The naming of files for tape upload is important. File names must follow the Mu2e convention explained here.

File names will look like

  data_tier.owner.description.configuration.sequencer.file_format

A critical point is that every file name must be unique, the "sequencer" field is to make this possible when uploading a "dataset" of similar files.

Continuing with the example,

 $ cd  /disk2/data/tmnguyen/socketudp
 $ tar jcvf /disk2/bck.tmnguyen.socketudp.v0.2020part1.tbz data*Jan*2020
 $ tar jcvf /disk2/bck.tmnguyen.socketudp.v0.2020part2.tbz data*Feb0*2020
 $ tar jcvf /disk2/bck.tmnguyen.socketudp.v0.2020part3.tbz data*Feb1*2020

Copy the files to a mu2egpvm machine

  ssh mu2egpvm01.fnal.gov
  $ mkdir /mu2e/data/users/tmnguyen
  $ cd  /mu2e/data/users/tmnguyen
  $ scp -p mu2etest.fnal.gov:/disk2/bck.\*.tbz .

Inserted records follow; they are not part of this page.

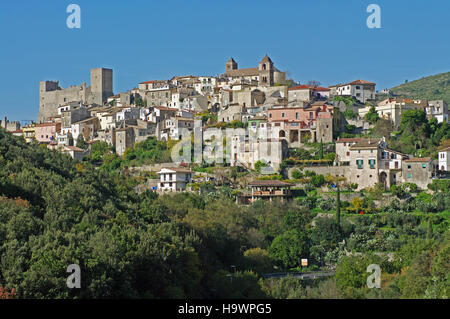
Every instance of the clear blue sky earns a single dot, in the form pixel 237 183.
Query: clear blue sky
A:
pixel 324 40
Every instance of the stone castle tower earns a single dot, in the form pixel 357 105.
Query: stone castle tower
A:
pixel 51 95
pixel 266 71
pixel 101 85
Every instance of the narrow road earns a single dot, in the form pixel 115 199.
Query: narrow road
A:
pixel 310 275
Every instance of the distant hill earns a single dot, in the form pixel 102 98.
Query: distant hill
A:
pixel 435 87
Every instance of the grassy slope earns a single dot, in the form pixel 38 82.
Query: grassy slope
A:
pixel 435 87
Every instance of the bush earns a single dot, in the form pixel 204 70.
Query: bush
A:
pixel 318 180
pixel 297 174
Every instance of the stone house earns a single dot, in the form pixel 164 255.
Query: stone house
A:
pixel 46 132
pixel 418 170
pixel 444 159
pixel 359 89
pixel 174 179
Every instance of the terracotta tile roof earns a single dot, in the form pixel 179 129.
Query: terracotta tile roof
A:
pixel 349 139
pixel 360 82
pixel 300 87
pixel 367 143
pixel 74 148
pixel 418 160
pixel 243 72
pixel 269 183
pixel 177 169
pixel 319 88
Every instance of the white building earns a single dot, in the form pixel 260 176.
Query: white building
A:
pixel 205 84
pixel 444 159
pixel 392 109
pixel 359 89
pixel 174 179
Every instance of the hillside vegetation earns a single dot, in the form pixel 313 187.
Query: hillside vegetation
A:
pixel 435 87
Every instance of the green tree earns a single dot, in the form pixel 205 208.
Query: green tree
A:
pixel 289 248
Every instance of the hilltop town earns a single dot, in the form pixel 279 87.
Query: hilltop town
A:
pixel 242 185
pixel 322 130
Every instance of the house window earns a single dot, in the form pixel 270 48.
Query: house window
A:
pixel 359 163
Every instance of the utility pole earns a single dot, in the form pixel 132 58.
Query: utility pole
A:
pixel 338 204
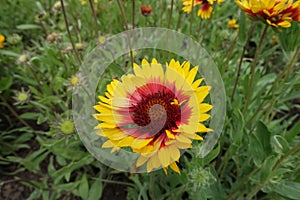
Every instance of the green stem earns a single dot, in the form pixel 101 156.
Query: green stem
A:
pixel 241 59
pixel 95 18
pixel 133 14
pixel 250 91
pixel 126 27
pixel 199 28
pixel 192 18
pixel 241 184
pixel 171 12
pixel 179 20
pixel 69 33
pixel 162 10
pixel 14 112
pixel 123 15
pixel 206 29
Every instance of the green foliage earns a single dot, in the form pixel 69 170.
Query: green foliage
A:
pixel 257 156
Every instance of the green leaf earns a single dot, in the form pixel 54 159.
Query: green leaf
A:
pixel 256 150
pixel 288 189
pixel 96 190
pixel 30 115
pixel 267 167
pixel 28 26
pixel 291 134
pixel 238 126
pixel 5 83
pixel 264 136
pixel 279 144
pixel 84 187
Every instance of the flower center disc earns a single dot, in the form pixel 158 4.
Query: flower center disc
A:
pixel 155 110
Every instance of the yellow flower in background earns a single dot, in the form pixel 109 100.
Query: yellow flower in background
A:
pixel 2 39
pixel 156 112
pixel 277 13
pixel 232 24
pixel 205 7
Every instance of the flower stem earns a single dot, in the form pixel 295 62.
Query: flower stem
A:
pixel 69 33
pixel 171 12
pixel 192 18
pixel 229 55
pixel 249 95
pixel 95 18
pixel 199 29
pixel 14 112
pixel 133 14
pixel 123 15
pixel 126 27
pixel 241 59
pixel 179 20
pixel 241 184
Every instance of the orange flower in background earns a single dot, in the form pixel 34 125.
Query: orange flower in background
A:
pixel 277 13
pixel 146 10
pixel 232 24
pixel 2 39
pixel 156 111
pixel 205 7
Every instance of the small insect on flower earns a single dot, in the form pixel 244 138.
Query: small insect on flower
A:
pixel 14 39
pixel 146 10
pixel 232 24
pixel 156 111
pixel 75 82
pixel 277 13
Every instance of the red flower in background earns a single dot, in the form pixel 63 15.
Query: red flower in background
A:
pixel 146 10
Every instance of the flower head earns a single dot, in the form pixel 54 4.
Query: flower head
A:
pixel 22 59
pixel 232 24
pixel 14 39
pixel 67 127
pixel 2 39
pixel 22 97
pixel 277 13
pixel 75 82
pixel 146 10
pixel 205 7
pixel 156 112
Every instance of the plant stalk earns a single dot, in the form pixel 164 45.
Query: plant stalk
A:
pixel 250 91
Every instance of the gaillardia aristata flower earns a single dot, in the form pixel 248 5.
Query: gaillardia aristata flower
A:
pixel 278 13
pixel 205 7
pixel 155 111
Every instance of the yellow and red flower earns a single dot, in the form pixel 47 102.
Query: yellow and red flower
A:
pixel 278 13
pixel 156 111
pixel 205 9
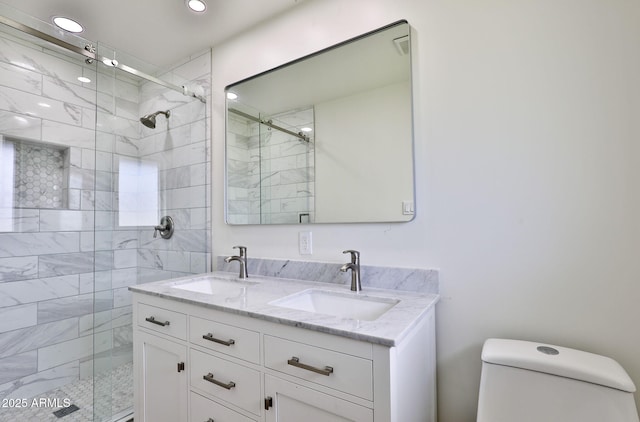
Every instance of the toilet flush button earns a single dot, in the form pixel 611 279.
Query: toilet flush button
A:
pixel 548 350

(and remove them from mu2etest)

Tape upload

This step is best done using VNC or a terminal server like "screen" or "tmux", because the command will probably take more than a day to complete. A terminal server will prevent the command from being killed if ssh session disconnects for any reason.

  ssh mu2egpvm01.fnal.gov
  $ screen
  $ mu2einit
  $ setup mu2efiletools
  $ kx509
  $ cd /mu2e/data/users/tmnguyen
  $ mu2eFileMoveToTape bck.*.tbz

Another way to ensure that the command will complete is to run it under nohup. A complication here is the buffering of the nohup.out file.

Check

Check the next day whether the process is complete. You can start a new ssh shell and re-connect to the existing "screen" session:

  ssh mu2egpvm01.fnal.gov
  $ screen -d -r

If everything worked fine you'll see the source files given to the mu2eFileMoveToTape command deleted. If they are still there and you are SURE that the original mu2eFileMoveToTape process is not running any more (on any mu2egpvm node!), you can re-run the same mu2eFileMoveToTape command again, until the upload succeeds.